Nearly ever verse where bless or blessing is mentioned, it is about people. God communicates this attribute to us. We can be blessed and live in a state of blessedness. We don’t have to be narcissists, but we can consider ourselves complete and whole and blessed in Christ.
It starts with receiving God’s forgiveness:
Blessed [makarios] are those whose transgressions are forgiven, who sins are covered. Blessed [makarios] is the one whose sin the Lord will not count against them. (Rom. 4:7-8; Ps. 32:1-2)
When you receive God forgiveness you enter his kingdom. Now what? You are blessed.

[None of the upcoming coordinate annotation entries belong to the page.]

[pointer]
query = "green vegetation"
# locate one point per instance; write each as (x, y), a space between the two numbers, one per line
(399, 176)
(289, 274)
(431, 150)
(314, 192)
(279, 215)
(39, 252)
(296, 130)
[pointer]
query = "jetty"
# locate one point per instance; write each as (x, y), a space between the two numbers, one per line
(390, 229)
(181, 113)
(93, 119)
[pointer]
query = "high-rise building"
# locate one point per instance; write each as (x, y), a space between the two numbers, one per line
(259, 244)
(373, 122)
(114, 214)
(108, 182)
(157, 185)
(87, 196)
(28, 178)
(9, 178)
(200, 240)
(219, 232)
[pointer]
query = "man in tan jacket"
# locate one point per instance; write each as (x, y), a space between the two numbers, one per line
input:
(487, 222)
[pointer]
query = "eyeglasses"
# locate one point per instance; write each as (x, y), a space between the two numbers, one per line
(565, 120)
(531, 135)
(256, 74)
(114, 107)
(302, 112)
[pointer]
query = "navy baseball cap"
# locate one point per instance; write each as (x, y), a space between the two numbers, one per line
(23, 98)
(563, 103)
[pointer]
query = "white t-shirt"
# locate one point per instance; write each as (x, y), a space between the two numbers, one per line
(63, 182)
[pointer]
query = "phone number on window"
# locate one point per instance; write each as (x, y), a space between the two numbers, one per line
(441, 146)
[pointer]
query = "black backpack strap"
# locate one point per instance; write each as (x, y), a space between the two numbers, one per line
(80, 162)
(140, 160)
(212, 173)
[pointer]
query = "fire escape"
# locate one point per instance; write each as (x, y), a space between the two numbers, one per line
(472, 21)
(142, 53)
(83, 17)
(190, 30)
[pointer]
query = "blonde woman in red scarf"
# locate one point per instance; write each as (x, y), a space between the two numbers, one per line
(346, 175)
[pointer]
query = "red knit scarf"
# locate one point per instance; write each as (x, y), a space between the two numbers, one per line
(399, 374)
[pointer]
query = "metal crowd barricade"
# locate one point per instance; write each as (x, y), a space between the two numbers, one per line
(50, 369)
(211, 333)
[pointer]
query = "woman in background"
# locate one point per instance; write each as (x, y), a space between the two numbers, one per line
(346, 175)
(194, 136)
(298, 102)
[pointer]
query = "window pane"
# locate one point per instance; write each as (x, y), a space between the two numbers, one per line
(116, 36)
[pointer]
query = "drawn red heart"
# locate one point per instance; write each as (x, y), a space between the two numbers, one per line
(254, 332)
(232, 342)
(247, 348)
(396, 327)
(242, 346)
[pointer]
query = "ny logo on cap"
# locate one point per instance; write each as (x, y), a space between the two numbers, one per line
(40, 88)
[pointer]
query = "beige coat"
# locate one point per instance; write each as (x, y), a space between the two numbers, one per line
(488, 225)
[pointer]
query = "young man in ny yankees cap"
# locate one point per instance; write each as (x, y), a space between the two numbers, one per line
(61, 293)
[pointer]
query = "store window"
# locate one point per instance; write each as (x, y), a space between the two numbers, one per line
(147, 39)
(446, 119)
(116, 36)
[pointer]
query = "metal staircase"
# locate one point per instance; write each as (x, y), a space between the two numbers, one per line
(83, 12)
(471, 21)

In God’s upside-down kingdom, even the outcasts and misfits can be considered blessed—fortunate and happy. Here is the famous opening of the Sermon on the Mount, where the word makarios is used:
3 “Blessed are the poor in spirit,
for theirs is the kingdom of heaven.
4 Blessed are those who mourn,
for they will be comforted.
5 Blessed are the meek,
for they will inherit the earth.
6 Blessed are those who hunger and thirst for righteousness,
for they will be filled.
7 Blessed are the merciful,
for they will be shown mercy.
8 Blessed are the pure in heart,
for they will see God.
9 Blessed are the peacemakers,
for they will be called children of God.
10 Blessed are those who are persecuted because of righteousness,
for theirs is the kingdom of heaven.
11 “Blessed are you when people insult you, persecute you and falsely say all kinds of evil against you because of me. 12 Rejoice and be glad, because great is your reward in heaven, for in the same way they persecuted the prophets who were before you. (Matt. 5:3-11)
Not many people are meek, merciful, peacemakers, and pure in heart, but when God transforms them into being those things, they are blessed. They are happy and fortunate!
Best of all, when you go through persecution because of righteousness, the kingdom of heaven / God belongs to you.
When you know God better and his blessing on you, you can live better and a blessed life.